Figure 3—figure supplement 3
Subtype validation of two microarrays chip with two different platforms.

(A-B) Two datasets, GSE26682 and GSE24551, each chip from two different platforms (GPL570 & GPL96 for GSE26682 and GPL5175 & GPL11028 for GSE24551), were assigned in six subtypes according to the classifier. The top and left bars indicated the subtypes. In the heatmap, rows indicated genes from the classifier and columns represent patients. The heatmap was color-coded on the basis of median-centered log2 gene expression levels (red, high expression; blue, low expression). SubMap plots, located in the bottom panel, assessed expressive similarity between corresponding subtypes from two different cohorts.

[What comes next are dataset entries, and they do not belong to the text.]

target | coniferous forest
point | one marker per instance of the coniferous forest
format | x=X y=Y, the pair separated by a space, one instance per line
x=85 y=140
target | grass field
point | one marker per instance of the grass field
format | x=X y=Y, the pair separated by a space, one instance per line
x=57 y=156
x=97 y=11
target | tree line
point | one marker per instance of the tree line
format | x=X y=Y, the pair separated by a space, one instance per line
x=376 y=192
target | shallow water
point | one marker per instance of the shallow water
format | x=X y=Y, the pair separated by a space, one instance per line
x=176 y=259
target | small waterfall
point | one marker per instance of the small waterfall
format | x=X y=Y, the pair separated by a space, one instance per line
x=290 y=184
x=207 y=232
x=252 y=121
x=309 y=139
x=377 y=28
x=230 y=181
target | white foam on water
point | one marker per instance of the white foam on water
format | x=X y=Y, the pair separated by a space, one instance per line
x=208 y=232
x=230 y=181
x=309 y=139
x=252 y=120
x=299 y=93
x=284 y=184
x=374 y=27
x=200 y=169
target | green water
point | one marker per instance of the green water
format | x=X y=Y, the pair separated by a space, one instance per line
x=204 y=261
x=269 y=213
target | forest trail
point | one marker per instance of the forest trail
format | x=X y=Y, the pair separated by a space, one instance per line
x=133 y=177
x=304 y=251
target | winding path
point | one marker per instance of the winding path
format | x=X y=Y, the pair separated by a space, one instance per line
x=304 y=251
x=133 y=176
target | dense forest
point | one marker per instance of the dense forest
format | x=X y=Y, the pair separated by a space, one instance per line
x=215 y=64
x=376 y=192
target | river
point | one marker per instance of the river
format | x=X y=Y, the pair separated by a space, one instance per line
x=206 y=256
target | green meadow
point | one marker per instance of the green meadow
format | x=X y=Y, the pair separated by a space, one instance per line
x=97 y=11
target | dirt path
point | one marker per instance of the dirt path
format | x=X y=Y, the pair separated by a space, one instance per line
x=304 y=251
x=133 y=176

Figure 3—figure supplement 4
Clinical characteristics of six GINS subtypes in validation datasets.

(A-F) Barplots showed the distribution of metastasis patients to six subtypes in GSE131418 (A), GSE18105 (B), GSE21510 (C), GSE41258 (D), GSE64256 (E), and GSE71222 (F). (G–H) Kaplan-Meier curves of overall survival for six GINS subtypes in GSE106584 (G) and GSE24551 (H).

Figure 4 with 1 supplement
Subtype validation in an in-house clinical cohort.

(A) Overview of the miniclassifier development procedures. (B) Performance of the miniclassifier in the training and testing datasets. (C–D) Kaplan-Meier curves of overall survival and relapse-free survival with log-rank test for six GINS subtypes. Log-rank test. (E–H) Barplots showed the distribution of metastasis patients (E), fluorouracil-based adjuvant chemotherapy responders (F), bevacizumab responders (G), and MSI patients (H) in six subtypes. Fisher’s exact test.

Figure 4—figure supplement 1
Performance of the miniclassifier.

(A-B) Confusion matrix displayed the general tendency of classification effect in the training (A) and testing (B) datasets, respectively.

Figure 5 with 2 supplements
Biological peculiarities of six subtypes.

(A) SSEA-based analysis delineated the biological attributes inherent to GINS subtypes. (B) GSVA further estimated differences in pathway activity across six subtypes. Anova test. (C) Ten gene clusters were obtained via the soft clustering method (Mfuzz) in GINS2/4/5. (D–E) Enrichment analysis of gene cluster 3 (D) and 10 (E).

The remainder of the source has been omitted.